Waterloo Wetland Laboratory

Welcome to the Waterloo Wetland Laboratory

The focus of our lab is on aquatic ecology, restoration ecology, and landscape ecology.  We look at the relationships between plants, invertebrates, and birds with their abiotic environment; both in terms of ecosystem properties and processes. In particular, we focus on the response of these biotic communities and their environmental correlates to human disturbance. 

We are recruiting talented, bright, hard-working, self-motivated students with solid communication skills. If this describes you and you are interested in the type of research questions we address, please look at our Biology Department program requirements and contact Dr. Rooney: rrooney(at)uwaterloo.ca

The Waterloo Wetland Laboratory members acknowledge that we live and work on the traditional territory of ‎ the Neutral, Anishinaabeg and Haudenosaunee peoples. The University of Waterloo is situated on the Haldimand Tract, the land promised to the Six Nations that includes ten kilometres on each side of the Grand River.

News

The Water Institute has published a new article on Dr. Rooney's contributions to microplastic research, highlighting the risks that microplastics pose to the Laurentian Great Lakes.

While evidence of concern is quickly mounting, there is still a lot of uncertainty. We cannot yet say how much pollution is too much, or what monitoring thresholds and alerts should be.
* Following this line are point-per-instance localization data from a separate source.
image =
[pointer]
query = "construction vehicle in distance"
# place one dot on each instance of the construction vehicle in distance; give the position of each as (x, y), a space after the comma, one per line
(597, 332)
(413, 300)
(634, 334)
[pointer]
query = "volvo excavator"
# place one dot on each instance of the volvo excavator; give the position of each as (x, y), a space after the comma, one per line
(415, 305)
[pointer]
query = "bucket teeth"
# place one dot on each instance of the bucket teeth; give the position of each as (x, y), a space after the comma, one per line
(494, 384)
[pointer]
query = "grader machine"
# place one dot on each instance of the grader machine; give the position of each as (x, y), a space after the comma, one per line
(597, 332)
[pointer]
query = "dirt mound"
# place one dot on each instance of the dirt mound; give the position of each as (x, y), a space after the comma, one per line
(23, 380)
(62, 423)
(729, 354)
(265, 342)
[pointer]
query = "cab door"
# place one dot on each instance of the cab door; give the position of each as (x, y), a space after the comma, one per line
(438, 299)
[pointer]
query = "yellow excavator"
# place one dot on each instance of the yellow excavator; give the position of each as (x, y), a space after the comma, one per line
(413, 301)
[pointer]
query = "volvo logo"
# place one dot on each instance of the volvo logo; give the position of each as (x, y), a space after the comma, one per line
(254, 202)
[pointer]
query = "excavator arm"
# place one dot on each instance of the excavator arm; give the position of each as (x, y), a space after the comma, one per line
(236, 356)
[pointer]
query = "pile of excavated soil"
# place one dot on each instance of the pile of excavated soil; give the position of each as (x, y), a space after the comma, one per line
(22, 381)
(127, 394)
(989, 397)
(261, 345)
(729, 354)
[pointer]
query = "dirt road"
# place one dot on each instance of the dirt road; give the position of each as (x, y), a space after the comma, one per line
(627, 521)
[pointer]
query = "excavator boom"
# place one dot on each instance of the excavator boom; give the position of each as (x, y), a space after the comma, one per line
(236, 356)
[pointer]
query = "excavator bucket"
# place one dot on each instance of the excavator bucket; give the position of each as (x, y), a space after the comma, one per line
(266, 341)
We also have not collectively agreed on the best monitoring approach, explained Rooney, “but the efforts of the Microplastics Work Group took us a big step closer to this for the Great Lakes.”

The article, titled "Rebecca Rooney contributes to binational initiative to standardize microplastics research," is available on The Water Institute's website.

Congratulations to PhD Candidate, Claire Schon, for successfully completing her comprehensive exam this afternoon!

That's a total of four successful comprehensive exams by Waterloo Wetland Lab members in the past two and a half months. We are so proud!